Quando la Francia si trova minacciata dalle trame del cardinal Mazzarino, la regina Anna d’Austria decide di chiedere aiuto ai quattro moschettieri, che in passato avevano dato numerose prove del loro valore. Ma D’Artagnan è diventato un allevatore di maiali, Aramis si è rifugiato in convento (più per sfuggire ai debiti di gioco che per vocazione), Athos si diletta con festini in cui ormai la fatica supera il piacere, e Porthos affoga i suoi dispiaceri nell’alcol. Per i quattro amici di un tempo, afflitti da artrosi e alluci valghi, non sarà facile rimettere mano alle spade…
Siamo nel «1650 o suppergiù». Fin dall’incipit, si capisce che la storicità non rientrava fra le principali preoccupazioni di Veronesi nel momento in cui ha concepito il suo liberissimo adattamento di Vent’anni dopo. Del romanzo di Dumas, sequel del più celebre classico, ha mantenuto solo lo spunto iniziale (quello dei quattro moschettieri che si ritrovano vent’anni dopo le imprese che li hanno resi famosi per mettersi nuovamente al servizio della Corona), mentre il complesso intreccio ottocentesco viene ridotto ad un’improbabile opposizione tra la regina Anna d’Austria, che combatte per la libertà religiosa degli ugonotti, e lo spietatissimo cardinal Mazzarino, che vuole sterminarli. Le forzature sono evidenti, ma si dimenticano velocemente nel momento in cui vengono introdotti i protagonisti: quattro moschettieri invecchiati incredibilmente male, ma proprio per questo capaci di suscitare risate piene di tenerezza. Favino, Mastandrea, Papaleo e Rubini si rivelano, infatti, una riuscitissima miscela comica e riescono, seppure con alcuni momenti di fatica, a sostenere da soli l’intero film. Il D’Artagnan di Favino ha un ruolo preminente, caratterizzato da un italofrancese pomposo e sgrammaticato che non esaurisce mai il suo effetto comico, Porthos/Mastandrea aggiunge un tocco di romanesco, Athos/Papaleo si dibatte in un ruolo di gran viveur di cui sente più il peso che la gioia, e l’Aramis interpretato da Rubini cerca maldestramente di introdurre un senso morale all’interno del gruppo, con scarsissimi risultati.

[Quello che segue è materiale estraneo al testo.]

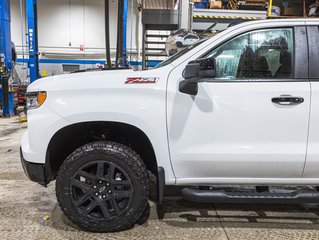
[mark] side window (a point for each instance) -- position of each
(262, 54)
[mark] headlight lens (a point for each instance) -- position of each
(35, 99)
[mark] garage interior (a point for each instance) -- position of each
(47, 38)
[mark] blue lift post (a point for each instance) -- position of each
(6, 64)
(31, 11)
(125, 13)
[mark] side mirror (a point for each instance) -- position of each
(195, 72)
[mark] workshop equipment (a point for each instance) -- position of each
(6, 63)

A rendere l’insieme visivamente godibile contribuisce un’affascinante Basilicata travestita da Francia, in cui gli elementi del film in costume si mischiano a tocchi pop (fra cui un’ardita colonna sonora).

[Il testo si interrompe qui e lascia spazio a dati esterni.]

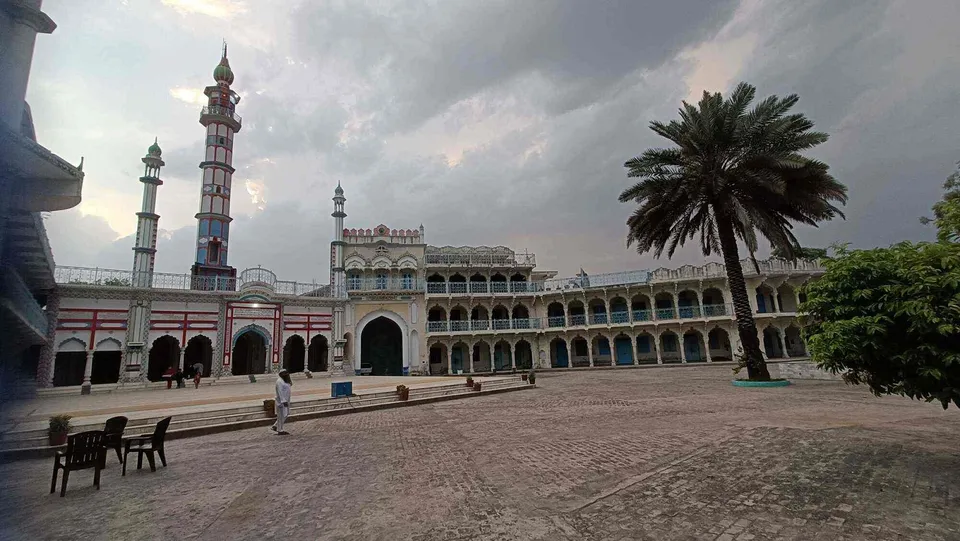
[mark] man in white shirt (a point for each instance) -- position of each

Se il film si fosse limitato a una serie di sketch sugli eroi che invecchiano probabilmente si sarebbe rivelata una piacevole alternativa al cinepanettone natalizio, anche se forse con una comicità più adatta a un pubblico adulto che familiare.
Il problema nasce piuttosto dal tentativo di sviluppare e complicare una trama di per sé debolissima, cercando di caricarla di metafore e riferimenti alla situazione politica attuale che, se colti, appaiono palesemente fuori luogo. Trama che perde definitivamente ogni coesione nella seconda metà del film e che viene risolta sbrigativamente con un finale tanto spiazzante quanto sdolcinato.
Rimane quindi un film “a metà”, indubbiamente divertente e apprezzabile per un ampio pubblico, ma che avrebbe potuto essere molto più incisivo, se si considera il budget elevato, l’idea originale (almeno per il mercato italiano) e i trent’anni di tempo che ha avuto il regista per maturarla prima di trovare dei produttori disposti a scommettere su di essa.